My favorite Arlen songs are the blues- and gospel-flavored numbers he primarily produced with lyricists Ted Koehler and Johnny Mercer. Arlen and Mercer penned a drawerful of gems for a World War II cinematic revue called Star-Spangled Rhythm—the only one to achieve standard status was "That Old Black Magic" (choreographed for the film by George Balanchine; Hollywood used to be a classy place), but some more military-themed songs are priceless, including the brilliant "I'm Doing It For Defense" and the deliciously-titled "He Loved Me Till the All Clear Came." Here's a clip from the movie: sit through 30 seconds of clumsy framing story featuring a Preston Sturges cameo, and you'll be rewarded with Dick Powell and Mary Martin easing their way through "Hit the Road to Dreamland." Those singing waiters?
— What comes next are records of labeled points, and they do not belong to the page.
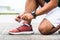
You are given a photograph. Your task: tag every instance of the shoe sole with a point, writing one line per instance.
(11, 33)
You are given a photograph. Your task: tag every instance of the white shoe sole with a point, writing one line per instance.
(28, 32)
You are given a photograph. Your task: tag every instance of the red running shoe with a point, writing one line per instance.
(24, 29)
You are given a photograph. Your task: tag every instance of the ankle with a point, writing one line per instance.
(27, 22)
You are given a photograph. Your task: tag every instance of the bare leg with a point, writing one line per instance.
(29, 7)
(47, 28)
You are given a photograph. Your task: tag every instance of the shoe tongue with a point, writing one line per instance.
(23, 23)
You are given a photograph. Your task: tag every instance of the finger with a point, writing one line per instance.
(17, 19)
(25, 18)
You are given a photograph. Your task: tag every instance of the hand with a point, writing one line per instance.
(27, 16)
(18, 18)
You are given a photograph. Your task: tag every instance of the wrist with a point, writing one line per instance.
(34, 14)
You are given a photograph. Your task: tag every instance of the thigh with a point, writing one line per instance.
(45, 26)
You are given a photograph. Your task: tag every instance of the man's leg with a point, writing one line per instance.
(47, 28)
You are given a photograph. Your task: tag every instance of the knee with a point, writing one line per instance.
(43, 31)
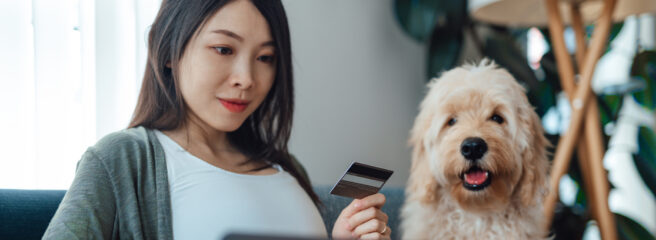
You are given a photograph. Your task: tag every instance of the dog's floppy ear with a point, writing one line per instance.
(535, 166)
(421, 185)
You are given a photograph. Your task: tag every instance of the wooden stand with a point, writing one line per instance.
(584, 108)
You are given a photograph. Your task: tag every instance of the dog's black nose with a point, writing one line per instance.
(473, 148)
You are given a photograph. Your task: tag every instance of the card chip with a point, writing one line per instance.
(361, 180)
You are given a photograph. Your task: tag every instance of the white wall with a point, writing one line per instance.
(359, 81)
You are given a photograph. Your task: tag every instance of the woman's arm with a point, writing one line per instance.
(88, 209)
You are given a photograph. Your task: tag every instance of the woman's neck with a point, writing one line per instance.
(213, 147)
(197, 137)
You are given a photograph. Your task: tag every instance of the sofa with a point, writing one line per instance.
(25, 214)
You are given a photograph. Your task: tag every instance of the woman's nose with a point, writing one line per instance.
(242, 76)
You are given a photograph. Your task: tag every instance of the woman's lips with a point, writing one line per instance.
(234, 105)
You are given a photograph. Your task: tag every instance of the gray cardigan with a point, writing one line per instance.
(120, 190)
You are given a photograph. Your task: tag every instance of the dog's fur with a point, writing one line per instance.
(437, 205)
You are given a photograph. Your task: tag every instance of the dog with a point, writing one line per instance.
(479, 160)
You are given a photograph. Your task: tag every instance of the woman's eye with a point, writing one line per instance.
(451, 122)
(223, 50)
(497, 118)
(266, 58)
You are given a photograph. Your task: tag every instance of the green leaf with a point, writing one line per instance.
(443, 52)
(627, 229)
(419, 18)
(644, 68)
(609, 108)
(645, 160)
(568, 222)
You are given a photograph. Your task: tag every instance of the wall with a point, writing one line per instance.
(359, 80)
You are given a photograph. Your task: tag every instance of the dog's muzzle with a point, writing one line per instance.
(475, 178)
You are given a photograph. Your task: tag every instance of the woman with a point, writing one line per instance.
(206, 152)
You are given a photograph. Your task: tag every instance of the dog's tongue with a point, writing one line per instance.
(475, 177)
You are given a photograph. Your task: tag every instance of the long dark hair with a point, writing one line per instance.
(265, 133)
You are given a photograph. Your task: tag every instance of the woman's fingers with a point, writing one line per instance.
(366, 215)
(372, 226)
(377, 200)
(373, 229)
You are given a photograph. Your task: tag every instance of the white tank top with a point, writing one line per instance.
(208, 202)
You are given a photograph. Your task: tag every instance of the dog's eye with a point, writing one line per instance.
(452, 121)
(497, 118)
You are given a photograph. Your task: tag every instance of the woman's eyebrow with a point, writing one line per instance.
(239, 38)
(229, 34)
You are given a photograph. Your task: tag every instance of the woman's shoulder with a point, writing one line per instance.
(127, 144)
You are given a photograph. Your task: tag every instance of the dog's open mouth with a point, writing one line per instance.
(476, 179)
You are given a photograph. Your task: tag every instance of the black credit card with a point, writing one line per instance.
(361, 180)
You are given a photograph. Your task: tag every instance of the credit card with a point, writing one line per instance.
(361, 180)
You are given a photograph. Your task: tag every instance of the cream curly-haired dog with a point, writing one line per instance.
(479, 163)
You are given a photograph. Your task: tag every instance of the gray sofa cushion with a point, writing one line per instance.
(25, 214)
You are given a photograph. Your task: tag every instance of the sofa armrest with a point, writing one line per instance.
(25, 214)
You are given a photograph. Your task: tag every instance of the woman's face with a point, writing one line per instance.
(228, 67)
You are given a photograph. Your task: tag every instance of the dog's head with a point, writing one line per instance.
(478, 139)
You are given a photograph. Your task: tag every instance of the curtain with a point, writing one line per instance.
(70, 73)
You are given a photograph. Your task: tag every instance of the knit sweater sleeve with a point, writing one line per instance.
(88, 210)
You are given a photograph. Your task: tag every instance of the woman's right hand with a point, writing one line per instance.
(363, 219)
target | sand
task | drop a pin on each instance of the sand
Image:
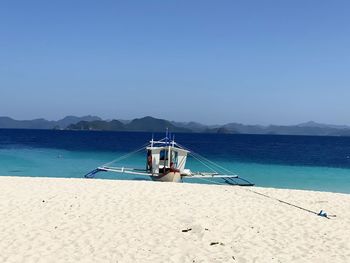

That's the one-and-only Golden Gate Quartet, one of the greatest gospel groups of all time.



Arlen and Koehler achieved immortality with "Stormy Weather," one of dozens of songs they wrote throughout the 30s for such revues as the Cotton Club Parade and Earl Carroll's Vanities. "When the Sun Comes Out" dates from 1940, and it's a beauty. The late, great Barbara McNair just plain sings the hell out of it.



Arlen is a composer I didn't really appreciate until I started accompanying musical theater students. I think you have to physically get your hands on the music before you discover how creative and audacious he is—he's constantly toying with odd phrase lengths, tricky polyrhythmic syncopations, and slippery harmonies that you don't notice as a listener because his feel for the overall style is so suave. That might be why, even though so much of his musical vocabulary is immediately recognizable, he never had as high a profile as some of his more publicly celebrated colleagues. The more I get to know the songs, though, the more I'm convinced that he and Gershwin are in a class by themselves.

1 comment:

Elaine Fine said...

Thanks for sharing the spoils of your surfing. It's always a pleasure to hear Martha Babcock play. I would like to hear an "unstylized" version of the song though. Much of what seems to make this performance successful is Rob Mathes' arrangement and Martha Babcock's cello playing, and, if you like that sort of thing, the "vocal stylings" of Williams.